**Q1: When I do a correlation with MarkSim output against observed temperature it comes out well. When I correlate rainfalls it doesn’t work. What is wrong?**

If you do enough replications, the mean rainfall will equate to the historical rainfall from WorldClim. This may be different to the observed data if you’re using observed data from a different source (i.e. a met station). Doing correlations of rainfall is very difficult and has to be done carefully. Rainfall is a two-part model. One part determines whether it rains on a given day; the second part determines how much rain falls on that day. This closely matches what happens – the weather system must be in place to create a rain day and the daily amount is largely set by local conditions and the state of air masses on that day.

If you’re trying to correlate daily, you will have problems because there will be no rain on most days in a dry environment.
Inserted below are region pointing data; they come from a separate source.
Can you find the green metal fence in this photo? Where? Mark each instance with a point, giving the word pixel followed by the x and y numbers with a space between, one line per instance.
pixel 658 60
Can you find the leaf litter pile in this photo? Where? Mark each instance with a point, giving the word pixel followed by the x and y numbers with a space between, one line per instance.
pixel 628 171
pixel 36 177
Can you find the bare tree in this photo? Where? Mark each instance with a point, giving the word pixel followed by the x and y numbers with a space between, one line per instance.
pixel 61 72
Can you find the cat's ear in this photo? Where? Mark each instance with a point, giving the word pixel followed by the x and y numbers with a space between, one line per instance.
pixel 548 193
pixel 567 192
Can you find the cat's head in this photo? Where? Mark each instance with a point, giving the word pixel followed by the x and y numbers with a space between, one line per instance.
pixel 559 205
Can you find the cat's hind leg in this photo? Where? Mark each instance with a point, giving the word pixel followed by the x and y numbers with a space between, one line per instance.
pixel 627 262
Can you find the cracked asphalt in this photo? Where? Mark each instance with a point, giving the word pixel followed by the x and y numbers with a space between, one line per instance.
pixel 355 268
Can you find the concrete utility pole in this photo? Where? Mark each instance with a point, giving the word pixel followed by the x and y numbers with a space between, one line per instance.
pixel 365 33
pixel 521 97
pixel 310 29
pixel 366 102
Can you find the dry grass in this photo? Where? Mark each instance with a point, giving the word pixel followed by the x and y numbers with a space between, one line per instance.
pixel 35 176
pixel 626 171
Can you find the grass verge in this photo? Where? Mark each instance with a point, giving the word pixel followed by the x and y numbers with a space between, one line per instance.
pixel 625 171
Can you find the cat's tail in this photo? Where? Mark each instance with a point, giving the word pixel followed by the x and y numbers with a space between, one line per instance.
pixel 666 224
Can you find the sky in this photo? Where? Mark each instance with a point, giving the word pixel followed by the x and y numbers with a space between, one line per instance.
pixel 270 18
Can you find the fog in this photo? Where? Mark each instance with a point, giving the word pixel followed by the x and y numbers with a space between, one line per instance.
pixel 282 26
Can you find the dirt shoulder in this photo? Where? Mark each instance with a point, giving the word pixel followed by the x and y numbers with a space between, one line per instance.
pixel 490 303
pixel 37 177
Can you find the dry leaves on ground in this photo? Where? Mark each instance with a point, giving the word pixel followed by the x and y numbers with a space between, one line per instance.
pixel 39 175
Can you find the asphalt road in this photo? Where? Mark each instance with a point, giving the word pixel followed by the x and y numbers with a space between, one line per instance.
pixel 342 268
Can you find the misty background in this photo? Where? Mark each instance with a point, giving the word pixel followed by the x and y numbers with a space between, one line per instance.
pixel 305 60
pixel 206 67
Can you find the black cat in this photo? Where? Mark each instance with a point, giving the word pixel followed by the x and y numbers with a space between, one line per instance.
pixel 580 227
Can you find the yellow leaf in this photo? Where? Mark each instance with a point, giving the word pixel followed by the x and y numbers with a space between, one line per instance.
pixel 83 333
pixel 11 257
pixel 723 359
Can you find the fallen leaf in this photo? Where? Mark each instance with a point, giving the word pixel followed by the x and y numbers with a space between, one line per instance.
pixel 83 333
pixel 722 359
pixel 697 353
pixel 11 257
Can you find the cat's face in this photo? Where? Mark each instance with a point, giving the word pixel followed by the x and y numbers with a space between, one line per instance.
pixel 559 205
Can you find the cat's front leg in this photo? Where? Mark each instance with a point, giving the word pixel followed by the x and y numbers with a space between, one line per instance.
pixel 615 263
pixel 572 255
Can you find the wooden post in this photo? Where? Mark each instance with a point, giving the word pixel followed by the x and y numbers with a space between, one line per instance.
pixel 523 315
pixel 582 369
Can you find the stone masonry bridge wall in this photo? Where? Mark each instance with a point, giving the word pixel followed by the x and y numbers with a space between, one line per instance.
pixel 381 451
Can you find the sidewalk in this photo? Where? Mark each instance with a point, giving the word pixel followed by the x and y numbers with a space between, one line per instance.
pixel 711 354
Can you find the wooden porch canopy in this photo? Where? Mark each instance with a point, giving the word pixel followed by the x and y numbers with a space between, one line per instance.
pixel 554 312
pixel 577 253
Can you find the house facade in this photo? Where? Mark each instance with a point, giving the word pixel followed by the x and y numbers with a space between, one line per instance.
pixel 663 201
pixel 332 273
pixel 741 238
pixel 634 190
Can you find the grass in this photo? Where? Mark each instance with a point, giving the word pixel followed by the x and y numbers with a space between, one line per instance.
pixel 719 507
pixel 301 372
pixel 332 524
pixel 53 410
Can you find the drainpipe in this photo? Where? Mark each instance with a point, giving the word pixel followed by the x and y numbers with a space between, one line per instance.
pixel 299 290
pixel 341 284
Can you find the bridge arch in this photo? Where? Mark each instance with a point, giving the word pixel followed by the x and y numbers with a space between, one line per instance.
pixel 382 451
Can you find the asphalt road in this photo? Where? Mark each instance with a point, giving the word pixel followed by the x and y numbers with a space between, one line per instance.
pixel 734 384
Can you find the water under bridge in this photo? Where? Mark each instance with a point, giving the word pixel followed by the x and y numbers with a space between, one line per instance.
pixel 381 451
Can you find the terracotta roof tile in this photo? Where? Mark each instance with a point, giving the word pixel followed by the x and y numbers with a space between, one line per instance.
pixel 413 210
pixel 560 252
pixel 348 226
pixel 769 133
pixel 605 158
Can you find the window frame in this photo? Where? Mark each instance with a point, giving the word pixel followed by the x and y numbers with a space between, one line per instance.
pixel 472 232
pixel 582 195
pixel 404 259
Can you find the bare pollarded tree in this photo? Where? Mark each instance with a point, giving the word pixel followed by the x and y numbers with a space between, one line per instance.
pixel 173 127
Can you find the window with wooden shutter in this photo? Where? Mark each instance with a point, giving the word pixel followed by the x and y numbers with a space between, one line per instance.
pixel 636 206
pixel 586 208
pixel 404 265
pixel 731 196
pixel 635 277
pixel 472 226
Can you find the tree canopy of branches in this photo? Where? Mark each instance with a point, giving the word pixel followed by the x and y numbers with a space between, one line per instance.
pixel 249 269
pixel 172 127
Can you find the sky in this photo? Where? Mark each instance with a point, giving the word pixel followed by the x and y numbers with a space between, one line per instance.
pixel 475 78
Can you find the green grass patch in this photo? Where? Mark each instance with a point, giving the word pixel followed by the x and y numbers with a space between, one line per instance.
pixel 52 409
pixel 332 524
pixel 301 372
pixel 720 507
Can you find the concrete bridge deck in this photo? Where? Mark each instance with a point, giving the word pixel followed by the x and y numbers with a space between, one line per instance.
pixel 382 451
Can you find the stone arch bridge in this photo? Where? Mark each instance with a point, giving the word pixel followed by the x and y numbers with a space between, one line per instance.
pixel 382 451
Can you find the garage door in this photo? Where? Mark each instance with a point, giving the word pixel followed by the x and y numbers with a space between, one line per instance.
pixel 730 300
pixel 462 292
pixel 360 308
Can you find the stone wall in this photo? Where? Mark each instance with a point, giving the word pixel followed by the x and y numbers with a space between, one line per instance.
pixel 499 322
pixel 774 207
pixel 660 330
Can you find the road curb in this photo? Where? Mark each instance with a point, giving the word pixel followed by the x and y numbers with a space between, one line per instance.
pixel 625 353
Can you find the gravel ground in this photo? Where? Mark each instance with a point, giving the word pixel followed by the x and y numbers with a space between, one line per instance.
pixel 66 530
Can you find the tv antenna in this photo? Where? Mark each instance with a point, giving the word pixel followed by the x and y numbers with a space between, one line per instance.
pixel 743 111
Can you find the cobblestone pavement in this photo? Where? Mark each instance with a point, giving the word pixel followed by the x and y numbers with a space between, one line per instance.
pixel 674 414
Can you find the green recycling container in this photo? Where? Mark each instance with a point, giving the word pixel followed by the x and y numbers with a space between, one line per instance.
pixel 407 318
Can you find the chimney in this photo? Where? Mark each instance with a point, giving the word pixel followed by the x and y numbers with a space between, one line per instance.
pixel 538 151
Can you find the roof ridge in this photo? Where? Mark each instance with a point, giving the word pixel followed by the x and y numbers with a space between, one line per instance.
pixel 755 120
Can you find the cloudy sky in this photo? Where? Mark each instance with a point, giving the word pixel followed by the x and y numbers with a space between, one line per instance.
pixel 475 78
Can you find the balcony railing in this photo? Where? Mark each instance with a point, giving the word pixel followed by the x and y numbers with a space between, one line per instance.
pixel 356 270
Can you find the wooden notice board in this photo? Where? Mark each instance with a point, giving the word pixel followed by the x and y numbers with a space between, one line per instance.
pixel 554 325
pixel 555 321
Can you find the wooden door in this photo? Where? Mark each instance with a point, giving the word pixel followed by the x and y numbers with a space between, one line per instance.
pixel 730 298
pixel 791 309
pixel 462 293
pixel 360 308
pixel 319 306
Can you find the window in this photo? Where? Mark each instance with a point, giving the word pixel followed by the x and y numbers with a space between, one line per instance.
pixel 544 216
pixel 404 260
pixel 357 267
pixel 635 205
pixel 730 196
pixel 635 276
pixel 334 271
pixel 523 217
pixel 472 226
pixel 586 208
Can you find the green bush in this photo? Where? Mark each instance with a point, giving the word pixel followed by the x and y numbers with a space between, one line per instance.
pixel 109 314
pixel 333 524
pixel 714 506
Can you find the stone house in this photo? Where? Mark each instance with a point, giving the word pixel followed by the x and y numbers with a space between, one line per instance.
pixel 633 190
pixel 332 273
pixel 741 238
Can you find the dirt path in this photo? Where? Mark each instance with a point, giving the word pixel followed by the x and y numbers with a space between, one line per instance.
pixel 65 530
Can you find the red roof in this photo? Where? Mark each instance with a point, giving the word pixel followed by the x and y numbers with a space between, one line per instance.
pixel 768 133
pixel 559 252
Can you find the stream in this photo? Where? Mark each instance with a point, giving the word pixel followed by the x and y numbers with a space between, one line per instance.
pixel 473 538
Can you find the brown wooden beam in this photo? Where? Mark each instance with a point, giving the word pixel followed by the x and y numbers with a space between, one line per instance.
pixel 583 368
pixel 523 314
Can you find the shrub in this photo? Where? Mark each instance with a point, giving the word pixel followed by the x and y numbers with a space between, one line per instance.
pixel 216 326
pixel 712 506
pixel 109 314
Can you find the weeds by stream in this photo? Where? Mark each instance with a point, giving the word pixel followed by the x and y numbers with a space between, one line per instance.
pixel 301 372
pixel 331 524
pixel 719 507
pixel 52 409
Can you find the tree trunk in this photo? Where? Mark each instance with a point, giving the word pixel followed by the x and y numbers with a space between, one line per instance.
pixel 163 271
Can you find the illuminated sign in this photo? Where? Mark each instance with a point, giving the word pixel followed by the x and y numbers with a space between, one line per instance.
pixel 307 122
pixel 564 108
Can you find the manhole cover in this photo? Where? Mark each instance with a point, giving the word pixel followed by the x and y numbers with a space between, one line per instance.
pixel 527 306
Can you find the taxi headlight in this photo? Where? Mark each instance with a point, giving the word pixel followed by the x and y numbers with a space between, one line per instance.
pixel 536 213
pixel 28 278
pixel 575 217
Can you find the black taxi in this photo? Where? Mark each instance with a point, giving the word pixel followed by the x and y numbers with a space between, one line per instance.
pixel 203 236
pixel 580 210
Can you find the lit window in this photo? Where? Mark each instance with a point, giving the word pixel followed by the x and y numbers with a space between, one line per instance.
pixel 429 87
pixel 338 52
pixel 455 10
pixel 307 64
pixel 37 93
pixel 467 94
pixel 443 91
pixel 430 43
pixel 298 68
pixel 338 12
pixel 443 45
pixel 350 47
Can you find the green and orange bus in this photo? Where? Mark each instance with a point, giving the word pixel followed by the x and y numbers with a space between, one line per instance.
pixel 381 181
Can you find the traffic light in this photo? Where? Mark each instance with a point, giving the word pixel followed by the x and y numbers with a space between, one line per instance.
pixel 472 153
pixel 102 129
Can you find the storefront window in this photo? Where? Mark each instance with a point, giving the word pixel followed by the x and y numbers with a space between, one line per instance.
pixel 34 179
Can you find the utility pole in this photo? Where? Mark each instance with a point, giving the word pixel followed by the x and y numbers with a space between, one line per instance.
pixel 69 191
If the predicted day’s rain falls on a different day to that observed, the correlation will be zero, even if the observed and predicted are off by only one day. The amount of rainfall is largely due to chance, but this amount is not distributed normally – a requirement for a valid correlation. It is found to be a highly-skewed gamma distribution, so even if the rain days line up, the (Pearson) correlation would be invalid.

The best way to check rainfall is to calculate the monthly means and variances; these are closer to normal distributions than daily data are. If these both match, then the simulation is working. If you want to do a correlation, then you’ll get a more representative result if you correlate the monthly rainfall sums. However, the best test is still to compare the means and variances.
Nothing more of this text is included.